The "suicide scheduling" approach is a correct one, with one caveat. Change the name of the scheduler each time (I add a timestamp), then periodically run a query using a "Like" term to delete any of the scheduled jobs that got "stuck".

On rare occasions a scheduled job will get stuck in such a way that even after aborting it, you won't be able to start a new one with the same name - so the suicide becomes permanent. Varying the names resolves this issue.

5
  • Absolutely. I'd forgotten about this.

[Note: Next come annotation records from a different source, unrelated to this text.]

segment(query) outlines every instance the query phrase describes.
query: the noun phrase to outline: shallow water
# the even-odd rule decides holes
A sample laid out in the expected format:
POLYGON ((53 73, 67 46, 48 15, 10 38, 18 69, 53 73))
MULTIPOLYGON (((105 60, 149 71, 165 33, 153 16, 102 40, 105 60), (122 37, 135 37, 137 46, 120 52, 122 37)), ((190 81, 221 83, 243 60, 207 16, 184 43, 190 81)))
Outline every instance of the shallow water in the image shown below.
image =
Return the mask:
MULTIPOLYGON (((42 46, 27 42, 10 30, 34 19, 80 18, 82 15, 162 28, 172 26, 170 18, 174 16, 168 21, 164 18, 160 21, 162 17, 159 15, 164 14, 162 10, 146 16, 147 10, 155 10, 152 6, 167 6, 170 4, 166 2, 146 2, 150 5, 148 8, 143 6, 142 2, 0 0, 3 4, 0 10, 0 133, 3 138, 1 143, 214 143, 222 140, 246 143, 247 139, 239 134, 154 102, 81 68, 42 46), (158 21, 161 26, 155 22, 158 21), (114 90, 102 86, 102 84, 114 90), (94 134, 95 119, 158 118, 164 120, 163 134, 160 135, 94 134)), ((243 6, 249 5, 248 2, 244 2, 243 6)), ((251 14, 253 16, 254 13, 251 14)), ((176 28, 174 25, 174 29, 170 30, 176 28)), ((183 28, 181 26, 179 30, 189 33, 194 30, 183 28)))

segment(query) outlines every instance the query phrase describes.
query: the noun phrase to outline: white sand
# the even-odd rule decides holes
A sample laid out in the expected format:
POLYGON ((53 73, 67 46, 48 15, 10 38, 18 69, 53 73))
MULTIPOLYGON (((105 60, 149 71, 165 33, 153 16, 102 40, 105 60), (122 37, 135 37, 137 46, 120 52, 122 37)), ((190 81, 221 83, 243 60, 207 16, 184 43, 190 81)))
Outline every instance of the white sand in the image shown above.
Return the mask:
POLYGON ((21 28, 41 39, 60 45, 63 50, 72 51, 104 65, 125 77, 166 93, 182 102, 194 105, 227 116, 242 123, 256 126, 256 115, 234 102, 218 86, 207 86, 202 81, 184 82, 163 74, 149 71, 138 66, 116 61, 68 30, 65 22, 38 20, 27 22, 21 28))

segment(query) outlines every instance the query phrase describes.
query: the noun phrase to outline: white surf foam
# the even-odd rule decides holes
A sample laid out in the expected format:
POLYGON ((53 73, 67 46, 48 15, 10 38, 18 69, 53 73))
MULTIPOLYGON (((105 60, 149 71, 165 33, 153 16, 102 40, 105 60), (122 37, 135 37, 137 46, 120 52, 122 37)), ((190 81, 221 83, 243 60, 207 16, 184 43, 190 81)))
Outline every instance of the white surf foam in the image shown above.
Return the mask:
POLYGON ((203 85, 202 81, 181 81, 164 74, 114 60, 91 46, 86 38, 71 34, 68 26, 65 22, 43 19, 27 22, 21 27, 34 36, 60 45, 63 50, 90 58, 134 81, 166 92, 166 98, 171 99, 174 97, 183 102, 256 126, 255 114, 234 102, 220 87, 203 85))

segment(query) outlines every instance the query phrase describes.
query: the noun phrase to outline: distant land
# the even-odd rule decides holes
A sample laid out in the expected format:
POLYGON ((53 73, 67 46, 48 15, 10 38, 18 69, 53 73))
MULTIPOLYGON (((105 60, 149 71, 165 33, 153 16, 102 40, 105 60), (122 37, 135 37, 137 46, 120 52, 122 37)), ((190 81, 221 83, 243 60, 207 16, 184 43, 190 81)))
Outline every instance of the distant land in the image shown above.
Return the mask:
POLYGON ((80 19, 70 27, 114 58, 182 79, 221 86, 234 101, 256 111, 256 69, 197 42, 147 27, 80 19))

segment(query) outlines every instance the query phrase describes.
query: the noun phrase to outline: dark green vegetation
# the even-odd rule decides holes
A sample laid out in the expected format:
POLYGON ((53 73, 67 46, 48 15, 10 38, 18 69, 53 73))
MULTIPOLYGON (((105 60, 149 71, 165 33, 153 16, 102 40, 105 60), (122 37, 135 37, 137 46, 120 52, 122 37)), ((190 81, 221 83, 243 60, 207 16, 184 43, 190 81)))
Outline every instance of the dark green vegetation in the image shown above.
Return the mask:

It tends to happen especially when you refresh a sandbox, you'll end up with ghost jobs that require support to clear some background table.
    – sfdcfox
    Commented Apr 27, 2016 at 18:55
  • What would the typical query to delete the "stuck" ones look like i.e. what other terms (in addition to the 'like" for the name) do you suggest?
    – Keith C
    Commented Apr 27, 2016 at 22:45
  • Because I use a fixed job name plus a time stamp, "Like" on the name is sufficient.
    – kibitzer
    Commented Apr 28, 2016 at 17:30
  • It was other terms I was wondering about that would separate the "stuck" ones from the valid ones.
    – Keith C
    Commented Apr 29, 2016 at 7:58
  • It's been a while, but if I recall correctly it was a case of an AsyncApexJob not being deleted when the associated CronTrigger object was deleted (or vice versa).
    – kibitzer
    Commented May 2, 2016 at 20:55
1

in spring '23, Queueable now has a 'retryInMinutes' override

https://help.salesforce.com/s/articleView?id=release-notes.rn_apex_enqueueJob_delayQueueable.htm&release=242&type=5

so for certain use cases this is very clean ie: Queueable does the first callout, and you can easily retry 'n' times after 'n' minutes.